Mohammad Aleikish

Personal information
- Full name: Mohammad Ahmad Suleiman Aleikish
- Date of birth: 4 October 1996 (age 29)
- Place of birth: Irbid, Jordan
- Height: 1.78 m (5 ft 10 in)
- Position: Striker

Team information
- Current team: Al-Baqa'a

Youth career
- –2017: Al-Arabi

Senior career*
- Years: Team / Apps / (Gls)
- 2017–2019: Al-Arabi
- 2019–2020: →Al-Sareeh (loan)
- 2020–2023: Al-Faisaly
- 2024–2025: Al-Sareeh / 21 / (14)
- 2025–2026: Hidd
- 2026–: Al-Baqa'a / 0 / (0)

International career
- 2025–: Jordan / 2 / (0)

= Mohammad Aleikish =

Jordanian footballer

Mohammad Ahmad Suleiman Aleikish (محمد احمد سليمان العكش; born 4 October 1996) is a Jordanian professional footballer who plays as a striker for Jordanian Pro League club Al-Baqa'a.

==Club career==
===Al-Arabi (Irbid)===
Born in Irbid, Aleikish began his career at Al-Arabi.

====Al-Sareeh (loan)====
Aleikish was loaned to Al-Sareeh on a short loan, gaining the interest of Al-Faisaly.

===Al-Faisaly===
On 15 October 2020, Al-Faisaly signed Aleikish after a strong loan spell at Al-Sareeh.

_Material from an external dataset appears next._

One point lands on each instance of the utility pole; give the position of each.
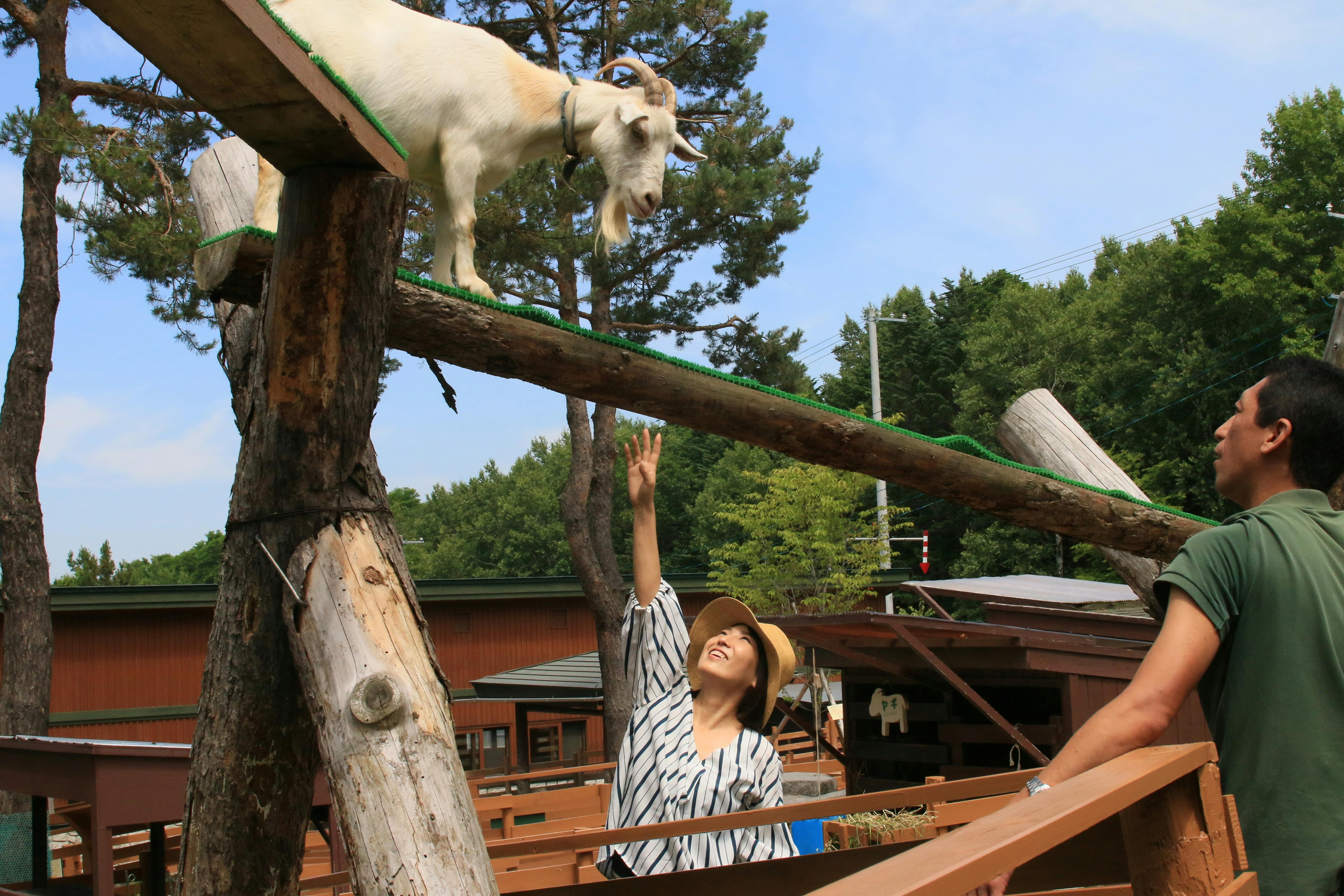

During his time, he had faced pressure from the club and its fans for him to score goals, resulting in a dark period for the player.

On 28 October 2023, Al-Faisaly announced their intentions not to renew Aleikish's contract. As a result, Aleikish began filing for a legal complaint, due to his club owing him financial dues and a lack of communication with Al-Faisaly's board, despite many attempts from the player. Al-Faisaly alleged that Aleikish's contract ended on 30 October 2023, but Aleikish's lawyer claimed his contract would end on 30 June 2024.

===Al-Sareeh===
With Aleikish without a club, he was close to joining Shabab Al-Ordon and Al-Salt during the 2023–24 Jordanian Pro League season.

However, on 23 June 2024, he would wait for the following season to sign and reunite with Al-Sareeh. By 6 January 2025, Aleikish had 9 goals in 11 league appearances for Al-Sareeh, earning him a call-up to the Jordanian national team. Despite Al-Sareeh relegating to the Jordanian First Division League, Aleikish finished with a strong season overall with 14 goals and gaining interest from other Jordanian Pro League clubs.

===Hidd===
On 16 August 2025, Aleikish joined Bahraini Premier League club Al-Hidd for an undisclosed length.

==International career==
On 6 January 2025, Aleikish was called up to the Jordan national football team for a camp held in Amman, replacing the injured Reziq Bani Hani. On 10 January 2025, Aleikish was called up once again to the national team to participate in a training camp held in Doha.